Regression Models Both models perform similarly, but I would lean towards using the Random Forest model for it’s slightly superior performance
| model | accuracy | sensitivity | specificity | precision | rmse | mae | rsq | r2 |
|---|---|---|---|---|---|---|---|---|
| Regression Neural Network | NA | NA | NA | NA | 3.03 | 0.96 | 0.86 | 0.86 |
| Classification Random Forest Tuned | 0.61 | 0.07 | 0.98 | 0.65 | NA | NA | NA | NA |
| Classification Support Vector | 0.60 | 0.02 | 0.99 | 0.59 | NA | NA | NA | NA |
| Regression Lasso Tuned | NA | NA | NA | NA | 3.35 | 1.05 | 0.81 | 0.81 |
Our Spend Per Trip models are doing a good job of predicting our customers Spend Per Trip, both with r squared values above 0.80. I would recommend continuing to explore these models and try to understand which predictors have the greatest impact on the model’s predictions.

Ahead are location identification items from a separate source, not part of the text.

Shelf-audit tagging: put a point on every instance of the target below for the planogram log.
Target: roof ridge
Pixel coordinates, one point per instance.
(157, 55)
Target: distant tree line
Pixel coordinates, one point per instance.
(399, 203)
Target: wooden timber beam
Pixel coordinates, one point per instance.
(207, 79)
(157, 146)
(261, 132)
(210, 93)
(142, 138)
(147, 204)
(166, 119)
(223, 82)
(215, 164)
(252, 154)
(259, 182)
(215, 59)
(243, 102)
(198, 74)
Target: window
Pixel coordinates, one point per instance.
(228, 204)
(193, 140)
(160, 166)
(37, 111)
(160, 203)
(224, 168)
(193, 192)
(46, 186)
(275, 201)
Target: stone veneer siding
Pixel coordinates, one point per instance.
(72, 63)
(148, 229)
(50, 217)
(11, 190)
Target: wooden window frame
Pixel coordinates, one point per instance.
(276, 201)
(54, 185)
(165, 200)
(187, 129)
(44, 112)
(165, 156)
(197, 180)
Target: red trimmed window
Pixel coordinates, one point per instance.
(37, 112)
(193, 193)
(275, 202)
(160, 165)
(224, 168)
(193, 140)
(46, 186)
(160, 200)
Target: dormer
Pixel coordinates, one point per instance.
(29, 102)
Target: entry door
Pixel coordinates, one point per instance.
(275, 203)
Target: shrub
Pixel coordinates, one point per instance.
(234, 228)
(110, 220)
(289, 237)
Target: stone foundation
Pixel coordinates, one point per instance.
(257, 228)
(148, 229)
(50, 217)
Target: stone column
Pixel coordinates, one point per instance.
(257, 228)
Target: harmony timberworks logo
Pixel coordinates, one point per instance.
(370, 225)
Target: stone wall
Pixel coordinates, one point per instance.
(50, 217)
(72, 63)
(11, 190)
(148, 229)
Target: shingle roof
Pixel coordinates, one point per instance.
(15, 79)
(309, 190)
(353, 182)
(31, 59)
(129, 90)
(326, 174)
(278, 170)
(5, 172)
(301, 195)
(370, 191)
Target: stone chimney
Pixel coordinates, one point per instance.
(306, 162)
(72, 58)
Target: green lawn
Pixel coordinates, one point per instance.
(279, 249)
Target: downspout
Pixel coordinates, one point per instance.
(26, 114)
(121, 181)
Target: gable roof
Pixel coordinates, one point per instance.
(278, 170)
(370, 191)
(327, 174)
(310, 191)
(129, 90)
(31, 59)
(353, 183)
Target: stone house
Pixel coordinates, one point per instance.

Our Channel models present a greater challenge. There is a slight class imbalance, but our model’s specificity (predicting “food”) is very low, usually around or below 0.05. This means the models are primarily just predicting that the Channel is equal to “mass” in the vast majority of cases. For next steps, I would exactly split the training dataset 50/50 for mass and food and see the results. Alternatively, you could look at methods for increasing the importance of the “food” predictions and see if the model adjusts.
I am most proud of the work I did to integrate my old Python code into this project. I see this as laying the groundwork for incorporating R in my future Python projects. Working through this class, I really like a lot of R’s features and syntax and I could see myself working with R in a project for data prep and exploration.
If given another week, I would spend the time on refining the four predictive models in this report. I certainly felt a lot of crunch with the capstone going on at the same time as well as my full-time job.